Y a la vez mi padre diciendo que él ya sabe inglés, que lo estudió. Y mi hermana y mis primas con mi tía, y todo cristo, haciendo gazpacho, bacalao al pil pil y cortando jamón…

Y luego cuando llegan y la casa es un alboroto y se utilizan incluso las sillas del jardincillo, y sin querer la que se le doblan las patas traseras que casi tumba al primo Angelito….

Pues el tío Dionisio, decía yo un párrafo arriba…

Vio venir a los americanos casi el mismo día de mi boda; aunque en esta ocasión no pasaron de largo y se quedaron con nosotros varios días. Estas jornadas fueron una de Berlanga, sin duda.

Hay atrapadores de arenas movedizas. Personas que no miran de forma lineal la vida. Ojos capaces de percibir las migas alrededor del plato lleno. Contagiosos de risas mudas que pregonan: Las mejores ironías del mundo. Situaciones que te hacen llevar la cara a las manos cuando te estás doblando de tristeza o de risa.

Una mañana fui con mi amiga Consuelo a casa de Rancapino para que nos hablara de José Monge Cruz, Camarón. Una mañana de verano entre San Fernando y Chiclana donde no corría ni el Poniente ni el Levante, y sólo las moscas revoloteaban encima de la mesa y se posaban en las tortitas de camarones que nos sacaba Joselito el de la Venta: “Que os digo que os recibe pero que no pasáis para dentro de la casa; que siempre está en obras, dice”.

Y allí en el umbral, como mi tío Dionisio miraba la hora y la guardaba en el bolsillo, miramos nosotros los goznes de las puertas. Y mientras mirábamos, con aire resignado, apareció efectivamente la fachada de la casa en obras. Y aparecieron los niños que en el patio saltaban encima del capó de un viejo coche. Y la sonrisa opulenta de Rancapino, su nariz gruesa y su pelo abundante. Y cómo no ibas a querer abrazar a esos niños que él mandó a saludarnos:

–Qué guapos.

–Digo… (dice el padre, Rancapino).

–Qué ricos.

(Y nos dimos todos unos besos).

–Qué guapos son –repito.

–Digo… Pero, bueno, ahora tienen mal color porque están con la hepatitis… –dicen. (Terminó diciendo el cantaor).
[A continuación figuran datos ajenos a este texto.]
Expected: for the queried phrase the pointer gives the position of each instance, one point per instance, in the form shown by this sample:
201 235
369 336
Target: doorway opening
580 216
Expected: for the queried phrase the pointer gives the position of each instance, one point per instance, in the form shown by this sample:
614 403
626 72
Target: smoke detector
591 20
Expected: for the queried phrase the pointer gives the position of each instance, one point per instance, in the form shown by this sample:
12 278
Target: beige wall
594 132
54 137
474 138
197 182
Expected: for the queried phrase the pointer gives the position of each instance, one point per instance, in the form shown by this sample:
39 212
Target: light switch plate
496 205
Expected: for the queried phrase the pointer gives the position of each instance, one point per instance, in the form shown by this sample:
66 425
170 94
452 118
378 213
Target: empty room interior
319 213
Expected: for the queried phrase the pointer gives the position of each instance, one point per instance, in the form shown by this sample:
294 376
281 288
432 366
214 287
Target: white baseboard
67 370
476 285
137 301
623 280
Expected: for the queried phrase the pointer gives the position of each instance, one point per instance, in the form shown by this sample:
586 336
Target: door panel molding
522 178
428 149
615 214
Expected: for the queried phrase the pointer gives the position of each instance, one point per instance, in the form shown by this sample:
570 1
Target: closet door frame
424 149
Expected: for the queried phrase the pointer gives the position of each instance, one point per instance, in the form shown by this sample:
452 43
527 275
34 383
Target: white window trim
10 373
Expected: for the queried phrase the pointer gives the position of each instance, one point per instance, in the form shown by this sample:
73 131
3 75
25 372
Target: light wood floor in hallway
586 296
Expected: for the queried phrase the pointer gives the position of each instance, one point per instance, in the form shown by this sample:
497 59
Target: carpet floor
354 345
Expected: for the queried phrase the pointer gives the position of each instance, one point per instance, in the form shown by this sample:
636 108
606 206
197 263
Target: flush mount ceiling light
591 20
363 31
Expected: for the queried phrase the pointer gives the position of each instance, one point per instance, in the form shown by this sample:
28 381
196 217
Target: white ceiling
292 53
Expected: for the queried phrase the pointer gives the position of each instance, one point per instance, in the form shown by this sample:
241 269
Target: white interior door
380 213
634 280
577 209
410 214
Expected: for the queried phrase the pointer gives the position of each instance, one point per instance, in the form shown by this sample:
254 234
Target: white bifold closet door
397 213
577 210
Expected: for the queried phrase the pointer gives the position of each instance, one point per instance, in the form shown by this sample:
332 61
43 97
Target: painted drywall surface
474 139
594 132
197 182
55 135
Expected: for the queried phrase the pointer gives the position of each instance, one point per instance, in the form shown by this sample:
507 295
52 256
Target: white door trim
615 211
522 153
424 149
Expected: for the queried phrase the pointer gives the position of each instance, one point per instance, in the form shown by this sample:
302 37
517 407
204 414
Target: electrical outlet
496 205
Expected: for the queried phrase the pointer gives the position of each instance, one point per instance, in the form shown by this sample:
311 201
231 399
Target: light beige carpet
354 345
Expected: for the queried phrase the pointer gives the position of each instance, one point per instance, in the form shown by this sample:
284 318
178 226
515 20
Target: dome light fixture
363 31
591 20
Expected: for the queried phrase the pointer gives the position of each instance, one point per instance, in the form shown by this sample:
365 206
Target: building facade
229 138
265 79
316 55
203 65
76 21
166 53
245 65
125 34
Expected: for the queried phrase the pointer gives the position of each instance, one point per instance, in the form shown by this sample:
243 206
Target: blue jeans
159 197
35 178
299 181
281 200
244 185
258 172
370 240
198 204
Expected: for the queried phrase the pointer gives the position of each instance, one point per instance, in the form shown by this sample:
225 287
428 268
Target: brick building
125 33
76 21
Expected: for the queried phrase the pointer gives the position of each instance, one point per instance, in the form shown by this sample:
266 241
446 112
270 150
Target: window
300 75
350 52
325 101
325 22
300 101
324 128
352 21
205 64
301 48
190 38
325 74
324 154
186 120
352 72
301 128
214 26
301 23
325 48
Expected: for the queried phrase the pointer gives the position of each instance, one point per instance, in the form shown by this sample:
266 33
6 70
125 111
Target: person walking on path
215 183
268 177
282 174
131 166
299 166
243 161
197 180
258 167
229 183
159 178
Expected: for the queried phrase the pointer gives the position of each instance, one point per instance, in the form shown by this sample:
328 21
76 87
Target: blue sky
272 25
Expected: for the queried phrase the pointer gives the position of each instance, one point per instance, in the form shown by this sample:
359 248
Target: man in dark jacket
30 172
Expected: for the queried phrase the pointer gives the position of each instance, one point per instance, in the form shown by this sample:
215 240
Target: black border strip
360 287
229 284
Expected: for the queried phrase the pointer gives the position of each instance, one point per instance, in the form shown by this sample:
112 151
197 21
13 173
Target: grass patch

Desde entonces él tiene un altar en el hueco amable de mi memoria como tantos otros momentos.

El Cabrero que se tiró al suelo en medio de los rastrojos, y las cabras, y utilizó mi reflector de fotografía como escudo para que no le viera una avispa a cuya picadura era alérgico. Así que todos hicimos cuerpo a tierra, entre las cagarrutas, por solidaridad, creo.

La silla de discapacitados que utilicé en el aeropuerto de Atlanta para llevar las maletas, y no al enfermo Camarón, que fue quien hizo de compinche.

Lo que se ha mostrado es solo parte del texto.